Plastic is one of the largest remnants of the fruit and vegetable industry. It appears in various processes within the production chain and although there are increasing technologies aimed at making it eco-friendly, there is still a lot of work to be done in this area.

Copefrut has been one of the pioneers of the move towards more sustainable packaging in the fruit industry. “We understand that sustainability is no longer an option, but rather an issue that we must develop for the good of our customers, our employees and the planet,” explained María José Castillo, the company’s supply manager.

In addition to incorporating oxo-biodegradable bags, macro-plastic bins, Chep pallets, and 100 per cent recyclable boxes and corner pieces into its operation, this year Copefrut packed two containers using 100 per cent compostable bags made from sugar cane for the first time.

The bags were manufactured by Germany’s Bio4pack, which worked with a multidisciplinary team from Copefrut to develop the technology to pack organic apples.
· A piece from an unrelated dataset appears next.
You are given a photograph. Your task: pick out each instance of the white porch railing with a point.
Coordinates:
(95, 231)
“Plastics with these characteristics can be converted into organic fertiliser, also known as compost, and its main characteristic is that at least 90 per cent of the material degrades in a maximum period of six months, thus managing the end of the product’s life with a circular approach,” Castillo explained.

The project was the first to be evaluated using the new Recyclability Index, elaborated with the advice of Dictuc. It found that the substitution materials increased the recyclability of each individual sale by 1.4 per cent, a value that can have a significant impact on the total recyclability of the company as the proportion of sales in this format increases.

“Copefrut is taking charge of making a complete analysis, both of the recyclability – which by their nature the materials that are being used already have ­– and of the existence of the necessary channels for their recycling at the destination,” said Daniel Quiroga of Dictuc’s GreenLab.

“The use and analysis of this indicator will make it easier for the company to identify where it has to put efforts to improve the recyclability of its packaging, significantly increasing the probability that they will be recycled, and efficiently and effectively approaching its sustainability objectives.”

The Index, which is dynamic in its application, will make it possible to “evaluate and analyse the percentage of recyclability of each of our materials and therefore make strategic decisions that push retail, the market and the industry, in terms of their efforts together with their suppliers and clients,” Castillo said.